Mari kita mulai dengan Sistem Etika dalam Islam. Islam menyajikan sebuah sistem etika yang kaya, bersumber dari Al-Qur’an dan Sunnah (ajaran serta praktik Nabi Muhammad SAW). Sistem ini menarik karena dianggap tidak hanya komprehensif, mencakup berbagai aspek kehidupan, tetapi juga realistis dan relevan bagi seluruh umat manusia lintas waktu dan budaya.”
“Beberapa nilai etika inti dalam Islam yang bersifat universal meliputi:
Keadilan ('Adl): Berlaku adil dalam segala hal, baik terhadap diri sendiri, orang lain, bahkan terhadap musuh sekalipun. Keadilan adalah salah satu pilar utama masyarakat Islami. Kejujuran (Sidq): Berkata benar, berlaku jujur dalam perkataan dan perbuatan, termasuk dalam transaksi dan kesaksian. Kesabaran (Sabr): Bertahan dalam menghadapi kesulitan, musibah, atau godaan, serta sabar dalam menjalankan ketaatan dan menjauhi larangan. Kedermawanan (Sakha’/Jud): Murah hati, suka memberi dan menolong sesama, terutama mereka yang membutuhkan, tanpa pamrih. Menghormati Orang Tua (Birr al-Walidain): Berbakti dan berbuat baik kepada kedua orang tua adalah perintah yang sangat ditekankan. Menepati Janji (Al-Wafa’ bi al-‘Ahd): Memenuhi janji dan komitmen yang telah dibuat. Mengendalikan Amarah (Kazhm al-Ghayz): Kemampuan untuk menahan diri saat marah dan memaafkan kesalahan orang lain.”
Alex membaca daftar nilai-nilai itu. Semuanya terdengar … baik. Sangat baik, bahkan. Ini adalah nilai-nilai yang secara intuitif ia setujui sebagai pilar karakter manusia yang luhur.
Nur-AI: “Penting untuk dicatat, Alex, bahwa etika Islam tidak hanya bersifat teoretis atau sekadar daftar kebajikan. Ia memberikan panduan praktis yang konkret untuk perilaku dalam kehidupan sehari-hari. Ajaran Islam ‘mengatur dan mengarahkan manusia ke jenjang akhlak yang luhur dan meluruskan perbuatan manusia di bawah pancaran sinar petunjuk Allah’. Ini berarti prinsip-prinsip moral diterjemahkan ke dalam norma-norma perilaku yang jelas, mencakup interaksi sosial, transaksi ekonomi (misalnya larangan riba dan penipuan), kehidupan keluarga, hingga etika personal seperti menjaga kebersihan dan kesopanan.”

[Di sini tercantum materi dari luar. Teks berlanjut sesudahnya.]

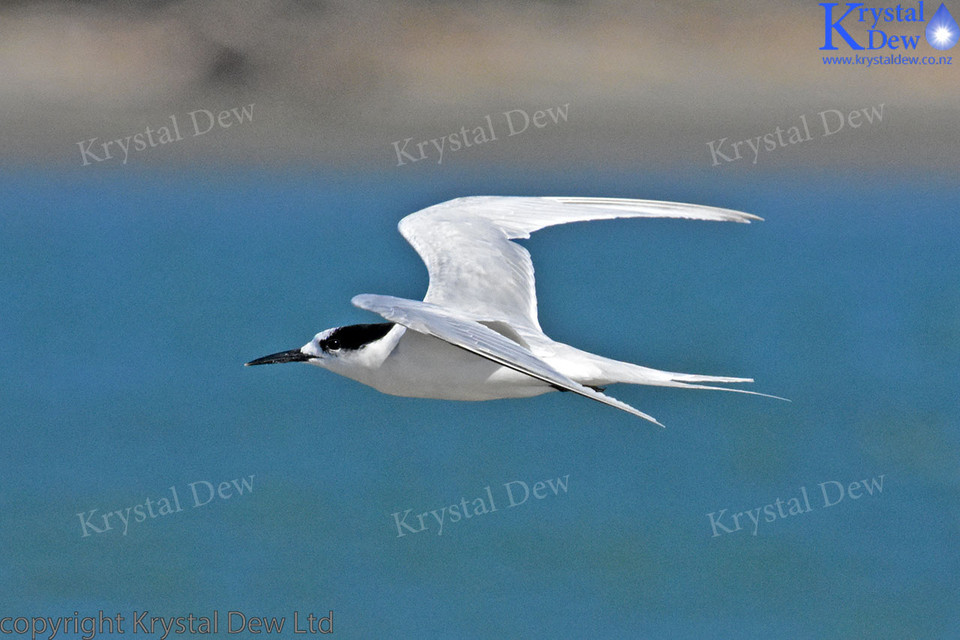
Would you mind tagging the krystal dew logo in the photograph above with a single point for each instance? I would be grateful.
(941, 32)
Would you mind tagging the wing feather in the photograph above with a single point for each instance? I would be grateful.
(476, 338)
(474, 267)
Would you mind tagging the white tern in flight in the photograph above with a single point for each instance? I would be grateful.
(475, 335)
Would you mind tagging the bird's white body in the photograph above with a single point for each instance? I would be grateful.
(411, 364)
(476, 335)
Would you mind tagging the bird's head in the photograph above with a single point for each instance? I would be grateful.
(336, 348)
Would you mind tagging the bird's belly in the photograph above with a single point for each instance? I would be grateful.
(421, 366)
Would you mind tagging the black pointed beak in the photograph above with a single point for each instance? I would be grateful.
(294, 355)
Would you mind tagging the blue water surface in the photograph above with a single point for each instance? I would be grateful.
(131, 301)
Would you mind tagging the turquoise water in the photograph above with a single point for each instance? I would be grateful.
(132, 300)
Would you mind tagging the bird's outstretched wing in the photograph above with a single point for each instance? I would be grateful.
(474, 267)
(476, 338)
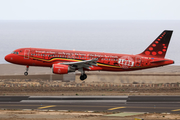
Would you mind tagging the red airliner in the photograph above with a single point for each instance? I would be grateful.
(65, 61)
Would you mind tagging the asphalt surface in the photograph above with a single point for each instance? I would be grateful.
(158, 104)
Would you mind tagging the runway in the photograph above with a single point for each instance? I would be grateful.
(158, 104)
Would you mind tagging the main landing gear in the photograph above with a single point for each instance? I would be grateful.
(83, 75)
(27, 68)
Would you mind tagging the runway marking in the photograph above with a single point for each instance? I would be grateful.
(46, 106)
(176, 110)
(116, 108)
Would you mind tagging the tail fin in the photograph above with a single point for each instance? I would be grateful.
(159, 46)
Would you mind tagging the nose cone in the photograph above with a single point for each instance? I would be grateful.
(7, 58)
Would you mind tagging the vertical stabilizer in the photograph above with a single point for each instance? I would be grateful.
(159, 46)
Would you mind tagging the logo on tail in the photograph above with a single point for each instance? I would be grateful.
(159, 46)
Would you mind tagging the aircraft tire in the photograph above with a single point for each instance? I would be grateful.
(25, 73)
(83, 77)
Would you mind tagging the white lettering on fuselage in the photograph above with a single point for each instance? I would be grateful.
(126, 62)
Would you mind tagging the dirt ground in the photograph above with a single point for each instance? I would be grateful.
(55, 115)
(102, 91)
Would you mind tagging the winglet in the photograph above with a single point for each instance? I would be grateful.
(159, 46)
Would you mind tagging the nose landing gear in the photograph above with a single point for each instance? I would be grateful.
(83, 76)
(26, 73)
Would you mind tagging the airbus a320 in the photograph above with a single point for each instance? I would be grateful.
(65, 61)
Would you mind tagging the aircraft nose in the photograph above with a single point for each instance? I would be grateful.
(7, 58)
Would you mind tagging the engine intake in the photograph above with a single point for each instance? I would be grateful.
(61, 69)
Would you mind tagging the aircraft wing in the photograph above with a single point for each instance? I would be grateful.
(82, 64)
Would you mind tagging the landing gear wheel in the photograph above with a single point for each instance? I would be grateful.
(83, 77)
(25, 73)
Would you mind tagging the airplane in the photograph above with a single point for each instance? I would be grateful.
(65, 61)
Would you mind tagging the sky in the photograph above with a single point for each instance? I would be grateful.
(89, 10)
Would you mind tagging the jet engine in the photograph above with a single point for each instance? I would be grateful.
(61, 69)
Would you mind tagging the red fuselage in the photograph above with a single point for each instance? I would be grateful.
(105, 61)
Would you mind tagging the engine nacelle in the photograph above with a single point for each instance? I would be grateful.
(60, 69)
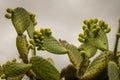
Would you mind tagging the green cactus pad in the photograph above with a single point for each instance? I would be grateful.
(88, 48)
(16, 78)
(13, 69)
(98, 66)
(22, 47)
(73, 53)
(21, 20)
(44, 69)
(52, 45)
(113, 71)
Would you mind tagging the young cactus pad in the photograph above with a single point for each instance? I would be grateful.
(98, 66)
(44, 69)
(45, 41)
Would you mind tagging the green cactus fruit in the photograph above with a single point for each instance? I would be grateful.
(88, 49)
(100, 41)
(22, 47)
(1, 71)
(16, 78)
(73, 53)
(113, 71)
(21, 20)
(69, 73)
(15, 69)
(44, 69)
(98, 66)
(52, 45)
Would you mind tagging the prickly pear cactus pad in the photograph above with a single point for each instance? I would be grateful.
(94, 36)
(45, 41)
(21, 20)
(1, 71)
(14, 69)
(44, 69)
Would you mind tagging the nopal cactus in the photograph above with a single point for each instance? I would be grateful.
(106, 66)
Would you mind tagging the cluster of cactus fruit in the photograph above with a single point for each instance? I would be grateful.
(106, 66)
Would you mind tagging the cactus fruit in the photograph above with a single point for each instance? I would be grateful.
(44, 69)
(22, 47)
(88, 49)
(69, 73)
(22, 20)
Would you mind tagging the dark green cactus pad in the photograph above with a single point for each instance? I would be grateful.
(16, 78)
(113, 71)
(21, 20)
(44, 69)
(1, 71)
(52, 45)
(13, 69)
(73, 53)
(22, 47)
(88, 49)
(98, 66)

“Lebih lanjut, ajaran Islam menekankan pentingnya keseimbangan antara hak dan kewajiban. Individu diajarkan untuk memenuhi hak-hak dirinya sendiri (seperti menjaga kesehatan fisik dan mental), hak-hak orang lain (termasuk keluarga, tetangga, dan masyarakat luas), serta hak-hak Tuhan (melalui ibadah dan ketaatan). Keseimbangan ini menciptakan sebuah kerangka etis yang holistik dan mencegah ekstremisme dalam satu aspek dengan mengorbankan aspek lainnya.”